Un Rapporto Onu sui diritti umani presentato nel febbraio 2014 e basato sulle testimonianze di esuli ed ex prigionieri nordcoreani, puntava il dito contro le “atrocità inenarrabili compiute su larga scala contro tutta la popolazione del Paese”, menzionando principalmente campi di lavoro in cui sarebbero rinchiuse centinaia di migliaia di persone. Per lo più, attivisti ed organizzazioni internazionali parlano da anni di una popolazione altamente denutrita, di intere famiglie piegate dalle carestie, degli sprechi enormi del governo in materia di cibo e della completa dipendenza del Paese dagli aiuti internazionali. Il governo autoritario di Pyongyang, invisibile ed impenetrabile, è stato convocato ieri al Palazzo di vetro di New York durante un’audizione sulla situazione dei diritti umani nel Paese.

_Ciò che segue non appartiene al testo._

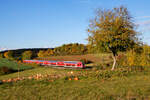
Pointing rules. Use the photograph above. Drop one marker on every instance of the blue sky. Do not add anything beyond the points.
(51, 23)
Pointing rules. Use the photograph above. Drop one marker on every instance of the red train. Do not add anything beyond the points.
(73, 64)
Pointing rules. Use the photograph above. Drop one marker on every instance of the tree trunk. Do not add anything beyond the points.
(114, 58)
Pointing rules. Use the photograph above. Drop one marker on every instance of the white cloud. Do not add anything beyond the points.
(147, 22)
(142, 17)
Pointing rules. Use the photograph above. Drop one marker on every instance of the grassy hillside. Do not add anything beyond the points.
(92, 84)
(97, 83)
(12, 64)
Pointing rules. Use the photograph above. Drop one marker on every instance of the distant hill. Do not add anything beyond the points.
(18, 52)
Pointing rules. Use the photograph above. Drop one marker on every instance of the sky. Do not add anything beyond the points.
(51, 23)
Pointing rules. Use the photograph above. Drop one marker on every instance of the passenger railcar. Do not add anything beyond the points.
(73, 64)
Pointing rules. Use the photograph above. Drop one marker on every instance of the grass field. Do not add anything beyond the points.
(12, 64)
(122, 84)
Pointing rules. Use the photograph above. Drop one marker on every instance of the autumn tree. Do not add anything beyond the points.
(27, 55)
(1, 55)
(113, 30)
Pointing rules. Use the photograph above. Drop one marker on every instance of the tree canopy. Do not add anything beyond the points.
(113, 30)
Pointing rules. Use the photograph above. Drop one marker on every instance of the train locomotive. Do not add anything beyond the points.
(72, 64)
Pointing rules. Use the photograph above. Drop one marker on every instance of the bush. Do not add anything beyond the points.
(6, 70)
(85, 61)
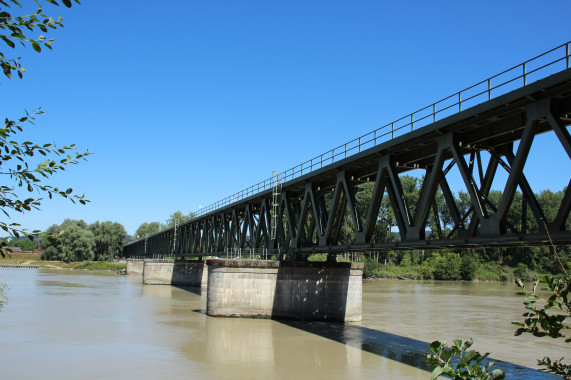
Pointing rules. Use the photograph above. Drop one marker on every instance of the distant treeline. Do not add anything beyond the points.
(75, 240)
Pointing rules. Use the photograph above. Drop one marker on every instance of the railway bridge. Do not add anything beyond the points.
(333, 203)
(476, 133)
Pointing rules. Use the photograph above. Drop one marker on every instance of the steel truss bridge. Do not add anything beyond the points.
(478, 132)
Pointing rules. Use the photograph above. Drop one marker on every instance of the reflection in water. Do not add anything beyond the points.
(71, 325)
(232, 340)
(394, 347)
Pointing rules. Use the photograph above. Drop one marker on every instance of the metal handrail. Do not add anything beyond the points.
(381, 135)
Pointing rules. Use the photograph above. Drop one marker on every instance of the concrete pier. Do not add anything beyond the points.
(183, 273)
(135, 266)
(274, 289)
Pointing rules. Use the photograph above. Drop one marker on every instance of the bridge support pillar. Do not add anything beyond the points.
(134, 266)
(285, 290)
(182, 273)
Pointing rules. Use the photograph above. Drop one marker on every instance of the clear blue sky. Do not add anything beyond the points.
(185, 102)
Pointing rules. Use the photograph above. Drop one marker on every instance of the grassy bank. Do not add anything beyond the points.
(451, 268)
(34, 259)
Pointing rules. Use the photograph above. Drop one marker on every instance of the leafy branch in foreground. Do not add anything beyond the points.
(14, 158)
(547, 316)
(12, 30)
(458, 363)
(3, 297)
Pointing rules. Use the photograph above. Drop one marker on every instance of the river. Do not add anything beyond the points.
(65, 324)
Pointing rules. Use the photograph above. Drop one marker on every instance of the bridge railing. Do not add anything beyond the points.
(541, 66)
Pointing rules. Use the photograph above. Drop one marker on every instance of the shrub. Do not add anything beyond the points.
(522, 272)
(446, 267)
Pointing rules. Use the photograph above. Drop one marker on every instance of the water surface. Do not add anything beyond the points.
(61, 324)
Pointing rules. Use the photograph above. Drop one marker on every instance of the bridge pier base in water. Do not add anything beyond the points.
(285, 290)
(182, 273)
(135, 266)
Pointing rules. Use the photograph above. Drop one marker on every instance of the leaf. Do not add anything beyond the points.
(8, 42)
(36, 46)
(436, 373)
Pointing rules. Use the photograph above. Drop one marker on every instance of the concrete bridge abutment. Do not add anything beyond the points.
(134, 266)
(285, 290)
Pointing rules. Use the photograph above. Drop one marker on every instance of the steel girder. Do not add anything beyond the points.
(315, 209)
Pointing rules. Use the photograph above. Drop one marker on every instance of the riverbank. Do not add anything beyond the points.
(34, 261)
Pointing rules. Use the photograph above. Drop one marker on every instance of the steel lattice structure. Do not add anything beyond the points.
(477, 143)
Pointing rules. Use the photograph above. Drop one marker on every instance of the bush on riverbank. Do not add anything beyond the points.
(448, 267)
(101, 265)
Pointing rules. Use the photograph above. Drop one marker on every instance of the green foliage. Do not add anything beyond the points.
(3, 297)
(74, 240)
(15, 156)
(405, 261)
(446, 267)
(468, 266)
(13, 29)
(100, 265)
(522, 272)
(109, 239)
(321, 257)
(14, 166)
(458, 363)
(25, 244)
(546, 317)
(371, 267)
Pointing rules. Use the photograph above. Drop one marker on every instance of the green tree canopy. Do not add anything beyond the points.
(109, 239)
(18, 163)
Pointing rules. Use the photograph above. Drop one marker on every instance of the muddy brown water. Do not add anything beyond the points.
(64, 324)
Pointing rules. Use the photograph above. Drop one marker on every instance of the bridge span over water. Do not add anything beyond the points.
(486, 129)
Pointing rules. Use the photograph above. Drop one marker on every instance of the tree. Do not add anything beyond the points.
(77, 244)
(109, 239)
(457, 362)
(15, 157)
(545, 317)
(147, 229)
(25, 244)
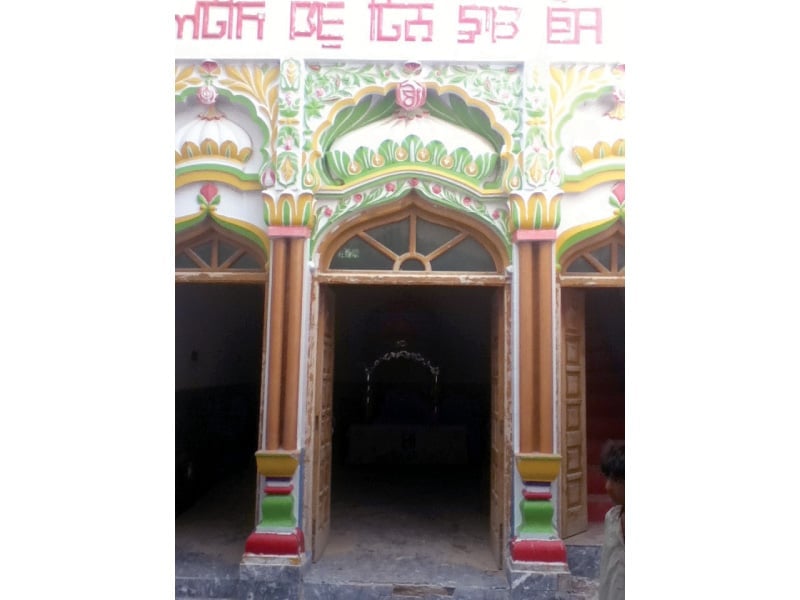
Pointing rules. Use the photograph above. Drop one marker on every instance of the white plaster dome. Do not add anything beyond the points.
(212, 137)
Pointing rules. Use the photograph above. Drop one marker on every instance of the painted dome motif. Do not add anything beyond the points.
(212, 137)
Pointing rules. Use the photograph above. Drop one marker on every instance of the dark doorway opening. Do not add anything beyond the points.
(605, 387)
(411, 405)
(219, 332)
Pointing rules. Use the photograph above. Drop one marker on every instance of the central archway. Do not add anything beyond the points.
(421, 279)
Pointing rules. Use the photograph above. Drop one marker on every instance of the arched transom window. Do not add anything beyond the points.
(213, 252)
(413, 241)
(597, 260)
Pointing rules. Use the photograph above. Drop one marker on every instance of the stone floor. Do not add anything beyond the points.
(393, 534)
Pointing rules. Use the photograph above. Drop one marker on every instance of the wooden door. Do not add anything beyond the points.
(499, 475)
(323, 424)
(574, 515)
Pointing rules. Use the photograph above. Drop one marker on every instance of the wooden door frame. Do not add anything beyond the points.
(312, 444)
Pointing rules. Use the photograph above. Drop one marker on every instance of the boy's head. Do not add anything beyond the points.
(612, 465)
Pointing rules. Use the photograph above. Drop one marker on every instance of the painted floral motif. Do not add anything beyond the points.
(207, 94)
(208, 196)
(618, 112)
(480, 171)
(617, 199)
(410, 95)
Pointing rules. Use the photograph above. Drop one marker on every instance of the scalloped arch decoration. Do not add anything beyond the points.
(373, 103)
(238, 232)
(597, 251)
(209, 247)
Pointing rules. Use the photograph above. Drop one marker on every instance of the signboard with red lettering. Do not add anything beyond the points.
(466, 30)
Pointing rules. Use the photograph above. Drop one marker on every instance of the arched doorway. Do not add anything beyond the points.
(220, 280)
(410, 386)
(592, 391)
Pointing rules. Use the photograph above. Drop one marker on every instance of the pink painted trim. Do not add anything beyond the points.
(288, 231)
(534, 235)
(279, 490)
(552, 551)
(537, 495)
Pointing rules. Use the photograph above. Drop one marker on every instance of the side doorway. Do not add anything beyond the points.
(592, 374)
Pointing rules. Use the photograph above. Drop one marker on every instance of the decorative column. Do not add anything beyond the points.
(289, 217)
(535, 216)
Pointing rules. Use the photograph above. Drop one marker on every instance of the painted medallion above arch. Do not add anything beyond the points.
(201, 205)
(443, 122)
(216, 250)
(225, 119)
(575, 133)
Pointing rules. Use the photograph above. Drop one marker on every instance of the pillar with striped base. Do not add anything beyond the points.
(536, 539)
(277, 534)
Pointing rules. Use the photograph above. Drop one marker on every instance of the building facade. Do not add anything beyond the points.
(429, 256)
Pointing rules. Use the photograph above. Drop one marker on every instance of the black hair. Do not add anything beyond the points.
(612, 460)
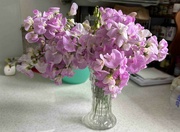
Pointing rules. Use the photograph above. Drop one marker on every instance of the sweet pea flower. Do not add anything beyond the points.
(39, 25)
(113, 48)
(54, 9)
(28, 22)
(73, 10)
(37, 13)
(112, 60)
(32, 37)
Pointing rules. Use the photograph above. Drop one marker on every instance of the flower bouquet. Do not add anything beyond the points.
(113, 48)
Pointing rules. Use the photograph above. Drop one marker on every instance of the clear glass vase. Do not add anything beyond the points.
(100, 117)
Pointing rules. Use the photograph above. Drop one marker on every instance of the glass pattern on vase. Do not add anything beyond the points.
(100, 117)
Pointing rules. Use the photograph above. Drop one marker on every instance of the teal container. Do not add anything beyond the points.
(80, 76)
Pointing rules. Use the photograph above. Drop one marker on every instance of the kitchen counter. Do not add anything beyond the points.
(38, 105)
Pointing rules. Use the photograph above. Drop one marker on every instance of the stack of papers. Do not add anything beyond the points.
(151, 76)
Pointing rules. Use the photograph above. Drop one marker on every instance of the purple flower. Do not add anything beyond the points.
(54, 9)
(112, 60)
(39, 25)
(37, 13)
(31, 37)
(73, 10)
(28, 22)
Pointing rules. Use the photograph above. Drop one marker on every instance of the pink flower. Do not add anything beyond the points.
(73, 10)
(28, 22)
(112, 60)
(31, 37)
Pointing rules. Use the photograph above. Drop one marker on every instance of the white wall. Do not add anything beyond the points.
(27, 6)
(10, 36)
(12, 14)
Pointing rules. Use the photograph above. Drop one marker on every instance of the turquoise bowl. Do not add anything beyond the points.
(80, 76)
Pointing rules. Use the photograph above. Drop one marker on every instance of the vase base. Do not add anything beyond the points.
(99, 122)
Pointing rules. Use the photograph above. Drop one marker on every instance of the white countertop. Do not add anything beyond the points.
(38, 105)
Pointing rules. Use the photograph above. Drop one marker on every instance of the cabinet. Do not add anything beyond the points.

Ma il ministro della Giustizia Choe Myong-nam, alle accuse diplomatiche, sembra aver risposto in maniera particolarmente “serena”, convinto del fatto che il governo stia agendo per il meglio: “In Corea del Nord non ci sono lager – ha detto – ma centri di detenzione dove le persone vengono convinte a migliorare i propri pensieri e a ragionare sui propri errori. Questo, tuttavia, non cambia una situazione buona, che può essere e sarà migliorata, dove le condizioni di vita della popolazione sono dignitose e rispettate”. Secondo il funzionario, inoltre, “quella nordcoreana è una società in transizione, e per questo possono esserci dei problemi. Potremmo aver bisogno di costruire altre case o creare migliori servizi sociali per dare alla gente condizioni di vita migliori”.
Un cambiamento in cui i pensieri delle persone vengono “migliorati” in centri di detenzione è paradossale. E se fino a qualche settimana fa le Ong ribadivano che la razione quotidiana di cibo distribuita alla popolazione non supera i 250 grammi, quella del rappresentante nordcoreano si presenta alla comunità internazionale come l’ennesima negazione di un problema evidente, costato fino ad oggi milioni di vite umane.